Philip Martin: I'm sorry to interrupt, we hear often times how fragmented the industry is.

Cafaro: It is. Yes.

Martin: I think I am getting the answer, how fragmented is it really, and number two, this new diversified business model, I would have to think, would be attractive to the smaller, up-and-coming operators looking to gain access into systems, efficiencies, with the whole cost and care appropriateness being on everybody's radar screen in the next generation really. If you can just go and talk a bit how you are set up now to grow through the next wave here in the next few years?

Cafaro: That's a great question. So, health care is really a large pie. Health-care real estate is a trillion dollars of real estate. It's very fragmented, and most of it is still owned by owner-operators, as you know. All the health-care REITs combined only own about 8% of that real estate compared with say malls where the ownership of REITs say is 65% or more. So, what we have in health-care real estate is a great foundation for continued growth of Ventas because you have a large pie. It's a growing pie. We know that because of demographics, and yet it's still very fragmented. So, that's where we do see a lot of opportunities.
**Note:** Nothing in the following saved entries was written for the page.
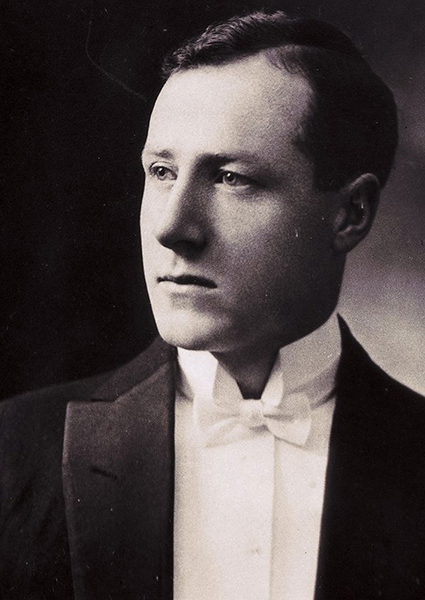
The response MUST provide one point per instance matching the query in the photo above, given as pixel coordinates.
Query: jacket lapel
(118, 476)
(370, 547)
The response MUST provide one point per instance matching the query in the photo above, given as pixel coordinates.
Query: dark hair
(351, 127)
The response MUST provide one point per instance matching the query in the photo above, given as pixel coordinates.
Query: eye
(233, 179)
(162, 173)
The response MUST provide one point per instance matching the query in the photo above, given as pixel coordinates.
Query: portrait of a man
(254, 451)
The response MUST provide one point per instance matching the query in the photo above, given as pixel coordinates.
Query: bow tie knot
(221, 423)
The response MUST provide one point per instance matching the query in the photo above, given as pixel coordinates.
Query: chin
(189, 332)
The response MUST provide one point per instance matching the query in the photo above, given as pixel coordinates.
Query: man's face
(237, 243)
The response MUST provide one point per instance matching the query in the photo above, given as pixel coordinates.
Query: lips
(189, 280)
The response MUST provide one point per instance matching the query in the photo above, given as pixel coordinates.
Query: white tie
(227, 417)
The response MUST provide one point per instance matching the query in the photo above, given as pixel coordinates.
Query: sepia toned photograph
(212, 326)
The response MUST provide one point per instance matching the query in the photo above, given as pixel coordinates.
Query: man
(267, 457)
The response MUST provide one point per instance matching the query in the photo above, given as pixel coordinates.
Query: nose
(182, 224)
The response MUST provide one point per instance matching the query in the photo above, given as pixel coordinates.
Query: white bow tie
(229, 417)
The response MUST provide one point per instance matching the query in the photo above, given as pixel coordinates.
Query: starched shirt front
(248, 505)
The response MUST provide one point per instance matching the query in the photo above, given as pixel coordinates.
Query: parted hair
(351, 124)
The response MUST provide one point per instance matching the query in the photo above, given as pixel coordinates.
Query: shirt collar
(308, 364)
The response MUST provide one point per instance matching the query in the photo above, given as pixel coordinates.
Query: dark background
(77, 81)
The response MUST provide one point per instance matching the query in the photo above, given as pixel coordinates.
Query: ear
(359, 203)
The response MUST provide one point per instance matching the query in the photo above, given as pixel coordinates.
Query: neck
(250, 372)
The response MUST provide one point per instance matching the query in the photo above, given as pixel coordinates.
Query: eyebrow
(215, 157)
(160, 153)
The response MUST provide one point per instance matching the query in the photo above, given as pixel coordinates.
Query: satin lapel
(118, 483)
(370, 547)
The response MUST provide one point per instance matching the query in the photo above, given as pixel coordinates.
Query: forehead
(245, 105)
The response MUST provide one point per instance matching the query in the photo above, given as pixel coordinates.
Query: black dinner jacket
(95, 520)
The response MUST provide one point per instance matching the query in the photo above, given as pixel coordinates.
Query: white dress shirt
(248, 508)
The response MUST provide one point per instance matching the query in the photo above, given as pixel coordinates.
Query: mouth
(189, 280)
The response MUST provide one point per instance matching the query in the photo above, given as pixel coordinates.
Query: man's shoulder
(360, 375)
(48, 404)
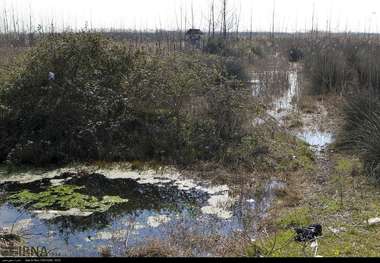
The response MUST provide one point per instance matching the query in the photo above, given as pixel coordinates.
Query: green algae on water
(64, 197)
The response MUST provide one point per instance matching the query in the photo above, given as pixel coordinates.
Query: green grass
(361, 201)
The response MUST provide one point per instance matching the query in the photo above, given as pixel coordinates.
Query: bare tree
(224, 19)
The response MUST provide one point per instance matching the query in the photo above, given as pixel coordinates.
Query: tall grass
(361, 130)
(110, 101)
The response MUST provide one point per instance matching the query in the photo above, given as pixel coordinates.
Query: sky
(290, 15)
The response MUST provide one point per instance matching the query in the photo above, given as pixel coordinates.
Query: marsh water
(158, 203)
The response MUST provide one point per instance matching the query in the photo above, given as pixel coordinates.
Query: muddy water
(284, 105)
(158, 202)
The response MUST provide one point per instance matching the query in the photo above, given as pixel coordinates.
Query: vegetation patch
(344, 220)
(64, 197)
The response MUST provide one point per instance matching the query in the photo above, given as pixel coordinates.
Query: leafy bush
(328, 70)
(361, 130)
(72, 116)
(108, 102)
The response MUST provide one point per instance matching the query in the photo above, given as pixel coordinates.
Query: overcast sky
(291, 15)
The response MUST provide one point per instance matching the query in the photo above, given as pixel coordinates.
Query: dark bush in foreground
(107, 102)
(361, 130)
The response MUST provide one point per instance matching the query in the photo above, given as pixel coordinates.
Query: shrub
(108, 102)
(361, 130)
(328, 70)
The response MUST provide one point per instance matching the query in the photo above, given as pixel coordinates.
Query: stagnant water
(284, 105)
(158, 202)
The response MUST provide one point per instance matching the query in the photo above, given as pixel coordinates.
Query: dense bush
(361, 130)
(328, 69)
(111, 103)
(72, 116)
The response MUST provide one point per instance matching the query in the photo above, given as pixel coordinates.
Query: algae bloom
(64, 197)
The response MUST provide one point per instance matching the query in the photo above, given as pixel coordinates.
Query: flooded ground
(155, 204)
(118, 207)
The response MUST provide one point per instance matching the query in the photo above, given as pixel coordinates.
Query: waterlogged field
(76, 211)
(80, 210)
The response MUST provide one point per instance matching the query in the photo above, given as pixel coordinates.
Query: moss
(295, 154)
(64, 197)
(361, 201)
(297, 217)
(347, 165)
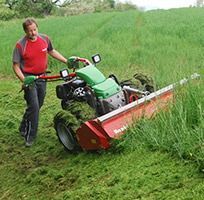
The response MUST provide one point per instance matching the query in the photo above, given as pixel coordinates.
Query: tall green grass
(178, 129)
(171, 43)
(160, 156)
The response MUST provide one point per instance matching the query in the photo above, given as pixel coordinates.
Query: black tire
(65, 125)
(113, 76)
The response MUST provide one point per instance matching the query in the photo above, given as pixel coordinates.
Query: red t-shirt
(32, 56)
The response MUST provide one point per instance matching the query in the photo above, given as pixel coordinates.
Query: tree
(36, 8)
(200, 3)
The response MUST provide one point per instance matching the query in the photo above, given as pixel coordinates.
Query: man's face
(32, 32)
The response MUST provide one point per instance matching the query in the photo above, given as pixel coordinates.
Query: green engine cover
(103, 87)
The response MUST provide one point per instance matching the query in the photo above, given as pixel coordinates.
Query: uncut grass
(179, 131)
(171, 43)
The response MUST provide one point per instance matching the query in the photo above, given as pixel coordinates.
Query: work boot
(29, 143)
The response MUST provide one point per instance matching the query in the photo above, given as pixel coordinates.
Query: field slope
(166, 44)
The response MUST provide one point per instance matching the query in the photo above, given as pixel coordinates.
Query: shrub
(6, 13)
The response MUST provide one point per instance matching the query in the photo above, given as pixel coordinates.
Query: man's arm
(57, 56)
(18, 72)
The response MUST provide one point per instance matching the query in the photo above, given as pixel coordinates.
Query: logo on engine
(124, 127)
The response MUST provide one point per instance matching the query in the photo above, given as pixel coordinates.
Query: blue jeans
(34, 98)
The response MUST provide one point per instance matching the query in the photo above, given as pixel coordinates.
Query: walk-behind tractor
(97, 109)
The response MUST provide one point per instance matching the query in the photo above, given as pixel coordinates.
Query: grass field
(159, 159)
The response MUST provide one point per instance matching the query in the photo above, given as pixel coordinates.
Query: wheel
(65, 125)
(113, 76)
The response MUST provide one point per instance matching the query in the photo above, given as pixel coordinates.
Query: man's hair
(28, 22)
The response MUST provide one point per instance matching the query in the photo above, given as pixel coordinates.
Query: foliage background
(159, 159)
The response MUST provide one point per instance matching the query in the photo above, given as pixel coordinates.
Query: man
(30, 58)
Now, I mentioned a recent NHP acquisition, and this really gets back to the question that you asked. One of the things we really liked about it is we expanded our existing tenant relationships by 6 times because they have a lot more of the smaller tenant relationships, and we view that first of all as a potential sort of proprietary pipeline as those operators want to continue to grow. These relationships can be very sticky, and we can add to that. But also as you mentioned there may be other small operators who are drawn to that business model and that we can bring into the fold and know that they can have programmatic growth capital.
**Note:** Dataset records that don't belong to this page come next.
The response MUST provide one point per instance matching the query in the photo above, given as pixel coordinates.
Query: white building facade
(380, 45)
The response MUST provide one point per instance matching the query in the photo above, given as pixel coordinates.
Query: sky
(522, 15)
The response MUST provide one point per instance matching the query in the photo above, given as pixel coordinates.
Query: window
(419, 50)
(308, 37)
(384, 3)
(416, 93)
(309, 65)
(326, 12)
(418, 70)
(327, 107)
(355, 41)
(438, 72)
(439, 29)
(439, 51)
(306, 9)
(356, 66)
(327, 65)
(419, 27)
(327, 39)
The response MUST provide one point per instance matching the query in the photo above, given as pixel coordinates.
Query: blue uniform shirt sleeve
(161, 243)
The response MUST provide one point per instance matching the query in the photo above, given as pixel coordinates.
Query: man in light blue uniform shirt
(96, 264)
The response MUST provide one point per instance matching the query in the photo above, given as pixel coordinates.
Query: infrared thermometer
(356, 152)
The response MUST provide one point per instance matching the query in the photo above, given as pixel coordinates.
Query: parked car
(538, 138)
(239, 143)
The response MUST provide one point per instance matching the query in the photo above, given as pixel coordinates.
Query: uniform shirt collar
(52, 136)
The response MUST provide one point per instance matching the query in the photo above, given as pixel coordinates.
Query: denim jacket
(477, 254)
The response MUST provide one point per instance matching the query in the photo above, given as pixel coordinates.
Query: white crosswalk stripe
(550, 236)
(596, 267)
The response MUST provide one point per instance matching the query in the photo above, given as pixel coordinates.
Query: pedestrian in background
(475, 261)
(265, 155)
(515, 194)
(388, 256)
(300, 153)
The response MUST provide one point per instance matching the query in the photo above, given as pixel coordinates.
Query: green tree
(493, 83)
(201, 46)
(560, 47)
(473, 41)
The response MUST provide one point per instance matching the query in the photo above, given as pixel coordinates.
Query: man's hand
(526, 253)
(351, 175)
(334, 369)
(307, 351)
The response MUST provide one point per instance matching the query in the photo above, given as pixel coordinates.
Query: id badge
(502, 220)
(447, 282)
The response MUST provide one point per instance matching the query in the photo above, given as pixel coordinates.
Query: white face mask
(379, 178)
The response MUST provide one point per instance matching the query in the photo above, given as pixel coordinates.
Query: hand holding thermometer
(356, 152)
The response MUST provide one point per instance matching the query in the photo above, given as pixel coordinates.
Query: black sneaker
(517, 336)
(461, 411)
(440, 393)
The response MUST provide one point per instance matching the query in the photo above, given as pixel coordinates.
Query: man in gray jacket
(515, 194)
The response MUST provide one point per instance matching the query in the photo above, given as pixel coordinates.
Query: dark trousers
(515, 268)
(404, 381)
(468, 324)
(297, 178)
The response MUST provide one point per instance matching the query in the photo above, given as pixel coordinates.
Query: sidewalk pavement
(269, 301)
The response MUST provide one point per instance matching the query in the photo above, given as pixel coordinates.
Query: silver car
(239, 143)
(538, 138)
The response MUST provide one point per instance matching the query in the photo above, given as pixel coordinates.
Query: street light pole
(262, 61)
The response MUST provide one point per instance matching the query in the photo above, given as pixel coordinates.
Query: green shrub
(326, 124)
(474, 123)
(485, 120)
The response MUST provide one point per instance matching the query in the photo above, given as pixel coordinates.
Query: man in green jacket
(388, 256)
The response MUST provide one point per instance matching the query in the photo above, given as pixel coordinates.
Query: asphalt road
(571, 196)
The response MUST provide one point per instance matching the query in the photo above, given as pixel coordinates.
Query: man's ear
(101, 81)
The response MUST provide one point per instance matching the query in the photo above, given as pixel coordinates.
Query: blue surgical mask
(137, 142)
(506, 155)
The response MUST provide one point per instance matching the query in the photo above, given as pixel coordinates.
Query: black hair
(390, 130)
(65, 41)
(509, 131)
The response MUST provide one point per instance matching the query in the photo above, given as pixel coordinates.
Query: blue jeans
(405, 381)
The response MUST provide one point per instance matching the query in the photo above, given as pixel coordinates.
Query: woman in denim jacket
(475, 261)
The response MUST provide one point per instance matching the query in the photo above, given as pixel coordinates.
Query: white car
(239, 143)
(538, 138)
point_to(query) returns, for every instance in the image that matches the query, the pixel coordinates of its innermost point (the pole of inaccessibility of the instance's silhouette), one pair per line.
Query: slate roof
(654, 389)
We have other relationships. Those operators who are tenants of Ventas can share best practices. I mean, we see the whole range of operations really in the senior housing business, where we're the largest owner in the United States, and we can help share some of those best practices and help operators with common questions and problems whether it's insurance coverage or things like that.
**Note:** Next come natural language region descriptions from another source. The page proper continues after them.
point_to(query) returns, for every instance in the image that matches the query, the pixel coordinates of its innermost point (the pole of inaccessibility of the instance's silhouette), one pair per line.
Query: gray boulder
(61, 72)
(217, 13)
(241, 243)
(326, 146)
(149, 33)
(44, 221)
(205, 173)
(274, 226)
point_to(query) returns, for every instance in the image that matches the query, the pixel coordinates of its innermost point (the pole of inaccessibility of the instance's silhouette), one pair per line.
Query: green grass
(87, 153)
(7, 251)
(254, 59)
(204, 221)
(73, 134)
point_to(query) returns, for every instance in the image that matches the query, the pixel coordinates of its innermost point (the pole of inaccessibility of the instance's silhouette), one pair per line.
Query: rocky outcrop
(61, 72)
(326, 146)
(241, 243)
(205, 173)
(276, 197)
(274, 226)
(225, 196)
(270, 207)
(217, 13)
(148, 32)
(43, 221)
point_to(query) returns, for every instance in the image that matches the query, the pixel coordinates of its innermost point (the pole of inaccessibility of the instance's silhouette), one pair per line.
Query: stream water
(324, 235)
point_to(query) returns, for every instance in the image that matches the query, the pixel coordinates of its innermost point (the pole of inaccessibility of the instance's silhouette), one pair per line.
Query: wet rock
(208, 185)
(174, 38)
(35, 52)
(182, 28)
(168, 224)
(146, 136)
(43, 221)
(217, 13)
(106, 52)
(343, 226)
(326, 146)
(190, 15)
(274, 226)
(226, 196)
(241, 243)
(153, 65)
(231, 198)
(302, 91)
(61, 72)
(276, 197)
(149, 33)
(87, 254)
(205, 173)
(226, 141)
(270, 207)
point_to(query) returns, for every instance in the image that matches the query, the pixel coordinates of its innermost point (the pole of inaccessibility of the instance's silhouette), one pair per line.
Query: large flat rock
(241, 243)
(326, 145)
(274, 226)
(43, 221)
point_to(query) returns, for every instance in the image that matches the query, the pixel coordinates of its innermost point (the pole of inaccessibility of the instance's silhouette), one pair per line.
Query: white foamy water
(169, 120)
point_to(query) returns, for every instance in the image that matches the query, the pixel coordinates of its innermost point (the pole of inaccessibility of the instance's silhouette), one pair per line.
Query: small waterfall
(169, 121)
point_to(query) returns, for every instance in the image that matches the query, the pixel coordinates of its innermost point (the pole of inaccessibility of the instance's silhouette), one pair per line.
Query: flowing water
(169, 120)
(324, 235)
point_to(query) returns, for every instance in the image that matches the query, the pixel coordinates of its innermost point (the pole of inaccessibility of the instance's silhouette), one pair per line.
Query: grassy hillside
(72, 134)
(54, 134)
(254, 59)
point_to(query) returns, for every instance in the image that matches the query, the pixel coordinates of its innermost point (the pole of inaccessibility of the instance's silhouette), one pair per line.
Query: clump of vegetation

We have good insight and can help them with their business. A little bit the way GE does. If you know they have a great program for their customers, to help them be more sophisticated, more profitable and better care providers.

Martin: I have to think about even gaining access to the relationships you have with these systems, the health-care systems, et cetera has to be a great…

Cafaro: Exactly. Well on the medical office building side now we have relationships with 50 leading hospitals across the United States pretty much coast-to-coast between the Lillibridge business that we own, and the PNB franchise that we have on the West Coast where we have a built-in exclusive relationship. So, again as you see post-acute convergence and lots of things in the future, we can see more overlap I think among our different clients and customers.

Ren: Thank you for your time, Philip and Debbie.

Cafaro: Well, thank you for having us. At Ventas, 12 years later we still live, breathe, and get up every day to create value for shareholders. So, thank you for having us here.